The total preregistration waitlist, which includes essential workers and people ages 65 to 74 in 1C, is about 125,000 people.
Alsobrooks added that the state vaccination website, PrepMod, has been “very, very difficult to navigate,” including frequently crashing.
She said the county’s Office of Information Technology is working to build its own website that she hopes will be more user-friendly, but there is not yet a timeline for its launch.
Health department staffers will begin using their own scheduling system to make appointments further out, including in March and April, she said, which means the preregistration waitlist should dramatically decrease in coming weeks.
In this new system, residents will not receive a link where they can choose their appointments, but instead get assigned a time and place.
“Please be flexible,” Alsobrooks said, adding that the process made more sense for seniors who are not Internet-savvy.
Alsobrooks said that officials’ main concern is vaccine supply. She said the county was pleased when the state guaranteed the health department would receive 4,200 doses per week for the next four weeks. Previously, the health department was guaranteed just 975 doses per week, she said, although it often received more than that.
When asked by a resident why Montgomery County’s health department has received about twice as many first doses as Prince George’s health department — 42,400 compared with 20,875 — Alsobrooks said she has signed on to a letter to the state asking for more transparency in how doses are being administered.
“It is not equitable for Prince George’s to have received less vaccine than other jurisdictions,” she said. “There is no excuse for it.”
Gov. Larry Hogan (R) has said he wants to send vaccine doses to providers that are getting them out the door quickly, including using a network of providers outside the health department.
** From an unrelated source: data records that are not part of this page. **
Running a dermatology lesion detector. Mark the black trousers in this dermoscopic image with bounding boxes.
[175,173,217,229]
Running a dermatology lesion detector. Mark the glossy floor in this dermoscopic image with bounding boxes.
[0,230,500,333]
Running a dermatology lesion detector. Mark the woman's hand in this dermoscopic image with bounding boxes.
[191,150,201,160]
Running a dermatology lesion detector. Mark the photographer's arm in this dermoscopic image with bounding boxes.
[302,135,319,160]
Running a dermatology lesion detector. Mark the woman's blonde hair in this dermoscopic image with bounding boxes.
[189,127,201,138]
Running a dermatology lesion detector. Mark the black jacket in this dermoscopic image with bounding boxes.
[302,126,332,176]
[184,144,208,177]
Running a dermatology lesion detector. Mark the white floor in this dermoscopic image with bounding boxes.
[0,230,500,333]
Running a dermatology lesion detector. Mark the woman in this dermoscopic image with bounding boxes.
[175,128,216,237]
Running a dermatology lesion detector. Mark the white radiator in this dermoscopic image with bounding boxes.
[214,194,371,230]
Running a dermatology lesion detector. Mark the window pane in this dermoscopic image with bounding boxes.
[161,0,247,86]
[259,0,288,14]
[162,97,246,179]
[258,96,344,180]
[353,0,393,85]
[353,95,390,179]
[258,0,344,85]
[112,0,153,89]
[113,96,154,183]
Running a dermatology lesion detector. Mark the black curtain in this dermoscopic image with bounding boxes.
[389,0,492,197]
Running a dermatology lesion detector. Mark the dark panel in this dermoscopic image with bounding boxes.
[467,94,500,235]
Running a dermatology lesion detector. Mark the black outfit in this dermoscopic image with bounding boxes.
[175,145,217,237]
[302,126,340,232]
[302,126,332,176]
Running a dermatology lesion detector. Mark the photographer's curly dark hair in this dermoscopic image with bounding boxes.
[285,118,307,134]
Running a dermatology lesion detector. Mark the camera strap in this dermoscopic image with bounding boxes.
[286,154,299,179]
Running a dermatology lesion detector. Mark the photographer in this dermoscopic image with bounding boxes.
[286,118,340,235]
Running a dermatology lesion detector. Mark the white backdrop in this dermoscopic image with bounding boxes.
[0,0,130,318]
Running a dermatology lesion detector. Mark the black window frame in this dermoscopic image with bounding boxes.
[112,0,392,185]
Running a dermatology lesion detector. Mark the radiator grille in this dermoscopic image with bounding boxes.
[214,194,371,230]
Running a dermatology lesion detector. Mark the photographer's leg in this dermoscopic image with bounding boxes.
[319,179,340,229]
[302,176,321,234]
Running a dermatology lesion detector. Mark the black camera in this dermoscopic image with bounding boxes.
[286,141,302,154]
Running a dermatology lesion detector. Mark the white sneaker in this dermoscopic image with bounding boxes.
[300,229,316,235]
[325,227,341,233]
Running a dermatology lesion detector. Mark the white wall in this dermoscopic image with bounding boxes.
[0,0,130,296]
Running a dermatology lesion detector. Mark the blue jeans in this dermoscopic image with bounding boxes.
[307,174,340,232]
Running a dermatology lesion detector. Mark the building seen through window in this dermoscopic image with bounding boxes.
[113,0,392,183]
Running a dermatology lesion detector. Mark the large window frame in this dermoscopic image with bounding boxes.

Of Maryland’s 24 jurisdictions, Prince George’s ranks last in terms of percentage of doses administered, according to state data.
The state does not publicly disclose where doses are distributed within each county, and there is no way to track where doses siphoned from the health department have been distributed instead.
On average, 37 percent of doses statewide have gone to local health departments, but the share sent to Prince George’s appears to be significantly lower.
Mike Ricci, a spokesman for Hogan, said in a statement Saturday that the state is closely coordinating with Alsobrooks and her team to increase vaccine uptake in Prince George’s, including making calls daily to book appointments for residents at Six Flags, one of the state’s first mass vaccination sites.
“We have launched a series of pop-up clinics partnering with faith-based leaders. And state health officials have significantly increased the local health department’s allocation for the four next weeks,” Ricci said. “It is going to take an agile and aggressive effort to get this done.”
Erin Cox contributed to this report.